As I step off into the living room, I proffer a box of steaming pizza covered in pineapple and cheese. My mom’s reading her Kindle on the couch. She never rolled downstairs during the day.
“Hope there’s no fruit on that,” she says.
It’s our little ritual—if I order the pizza, I put fruit on it—if she does it’s smothered in anchovies. Yuck. But I’ve bigger issues on my mind—like paying the mortgage.
“You wouldn’t happen to have any of grandma’s estate jewellery left?” I ask.
Her good eye is piercing.
“You know, for when I want to get married?” Am I being obvious, because I feel like I am? “Not like I’m hoping you’ll die soon or anything.”
“That’s good to hear. Nothing but a couple of wedding bands, which wouldn’t fetch much. Definitely not enough to cover any dowry you’ll need, and, no, not enough for the mortgage either.”
She can see right through me. I also see where I inherited my sarcasm.
“So you know.”
“I know,” she says, and I wonder if she’s given up.
“Why didn’t you tell me? And what happens if we can’t pay?”
She lowers the Kindle to her chest and regards me with a lonely emerald eye. “If we miss the payment, we’ll have thirty-five days to pay off the entire mortgage, then the bank will be able to sell the land and building.”
“The entire mortgage,” I say.
“Almost a million dollars, honey,” she says it softly. “The bank has given us breaks in the past but those have ended.”
My teeth wear away at my bottom lip as I struggle to fight tears. I can’t see weasel-face banker helping us. You’re lucky, he’d told me as I handed over the payment in the nick of time. We have to make that payment.

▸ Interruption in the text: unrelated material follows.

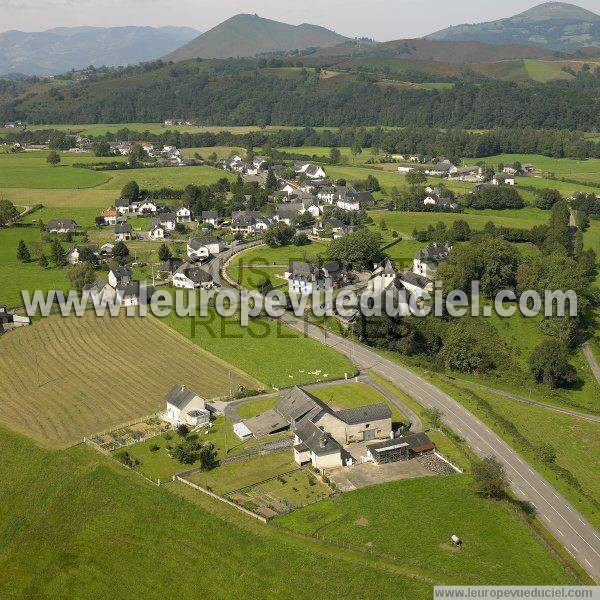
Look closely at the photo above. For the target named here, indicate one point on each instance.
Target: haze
(379, 19)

“Trin starts tomorrow,” I say.
“Peter said he probably would be.”
That rankles. I slide the pizza box onto the kitchen table. I didn’t order a big enough pizza for him to share, but I’m not as hungry anymore.

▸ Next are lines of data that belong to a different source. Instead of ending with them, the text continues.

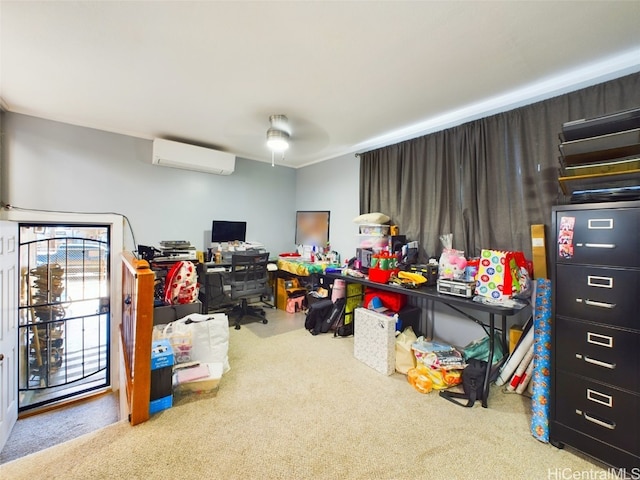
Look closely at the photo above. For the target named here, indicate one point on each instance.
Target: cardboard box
(539, 252)
(374, 341)
(208, 384)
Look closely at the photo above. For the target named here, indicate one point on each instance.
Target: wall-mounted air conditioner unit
(167, 153)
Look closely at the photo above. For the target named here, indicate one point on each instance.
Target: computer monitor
(225, 231)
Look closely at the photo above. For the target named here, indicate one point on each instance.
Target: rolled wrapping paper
(541, 362)
(525, 379)
(520, 370)
(516, 357)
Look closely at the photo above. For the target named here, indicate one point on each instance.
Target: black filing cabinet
(595, 382)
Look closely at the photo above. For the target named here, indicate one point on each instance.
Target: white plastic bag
(208, 335)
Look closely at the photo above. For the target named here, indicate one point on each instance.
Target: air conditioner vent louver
(167, 153)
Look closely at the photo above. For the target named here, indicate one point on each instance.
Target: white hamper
(374, 340)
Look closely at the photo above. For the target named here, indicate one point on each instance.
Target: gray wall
(55, 166)
(333, 185)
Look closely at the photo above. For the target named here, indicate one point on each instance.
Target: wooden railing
(135, 334)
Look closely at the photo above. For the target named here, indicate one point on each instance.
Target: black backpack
(316, 314)
(473, 377)
(335, 316)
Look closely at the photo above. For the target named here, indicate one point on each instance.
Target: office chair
(248, 278)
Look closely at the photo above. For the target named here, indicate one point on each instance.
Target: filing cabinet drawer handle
(600, 245)
(600, 224)
(601, 282)
(599, 397)
(610, 426)
(600, 363)
(593, 303)
(600, 340)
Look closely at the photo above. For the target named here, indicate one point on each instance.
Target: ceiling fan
(278, 136)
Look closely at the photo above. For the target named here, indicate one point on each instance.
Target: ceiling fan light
(277, 140)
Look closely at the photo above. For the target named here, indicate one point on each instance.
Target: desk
(431, 293)
(213, 277)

“Did you know Peter writes in code for fun?”
I ask.
“Upside down.” My mom nods.
“And backwards,” I say. “It’s weird.”
“So did Leonardo da Vinci.”
Evidently this is not enough to raise an alarm about his trustworthiness.

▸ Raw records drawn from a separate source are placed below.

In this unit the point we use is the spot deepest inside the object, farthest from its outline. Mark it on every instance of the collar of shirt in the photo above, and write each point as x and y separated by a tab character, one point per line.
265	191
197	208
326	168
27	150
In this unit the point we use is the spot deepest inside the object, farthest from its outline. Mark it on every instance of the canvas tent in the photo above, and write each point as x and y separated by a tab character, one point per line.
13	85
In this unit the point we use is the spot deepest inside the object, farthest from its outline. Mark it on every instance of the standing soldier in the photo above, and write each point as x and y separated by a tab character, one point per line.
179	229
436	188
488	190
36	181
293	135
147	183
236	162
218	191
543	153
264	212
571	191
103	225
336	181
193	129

“I interviewed more people, you know. I am trying as well.” I don’t know why I’m saying this but I’m so buried in work. I have this dream that one day I’ll wake up with two parents, a healthy mom, I’ll go to school, have a boyfriend I spend time with, friends … crazy thoughts.
My mom turns. The deep purplish moon beneath her good eye waxes ever larger, as if it’s taken on all the strain of the other. Thin lips stretch taut across her face. “Thank you, honey; I’m sorry I’m sick. I wish I wasn’t.”
I abandon the pizza and loop my arms around her shoulders.
“We’ll get through this, okay?” she adds. “I just need a bit of time. Peter’s a good man; give him a chance for me.” She pats my head and I snuffle an affirmative into her sweater. “Go finish your homework.”
I run my sleeve across my eyes and snag a piece of pizza before heading back downstairs.
Before I hit Shadownet, I feed the strays out our back door, wondering if this will be the last bag of food I can afford for them. There are six felines, and I’ve named them all, so maybe they’re not really strays. Maybe they’re just my outdoor cats. I rake my fingers through their fur and the stress in my shoulders releases.
Kitty kibble rattles as I shake it into a bowl and then I settle in to eat my pizza with them. Huddled around the bowl, the six cats form the petals of some strange flower. I snap a picture and tag it #beautifulthing, then head in to start my homework.
As I jog down the steps into the basement, my sense of peace evaporates; there’s an interloper down here: Black Mamba.
I clap my hands twice, and around me Shadownet bleets and whirrs into awareness. Yes, I have installed The Clapper. In my defense, I’ve reprogrammed it. Not only does it clap-on, but it also snaps-to-sleep and responds to verbal commands using speech recognition. Now I can send tweets spoken aloud. I can reply to emails, and if anyone comes downstairs I can shut down everything by rapidly clapping twice. This is only a six on my geek scale. I’m not sure anyone wants to see a ten.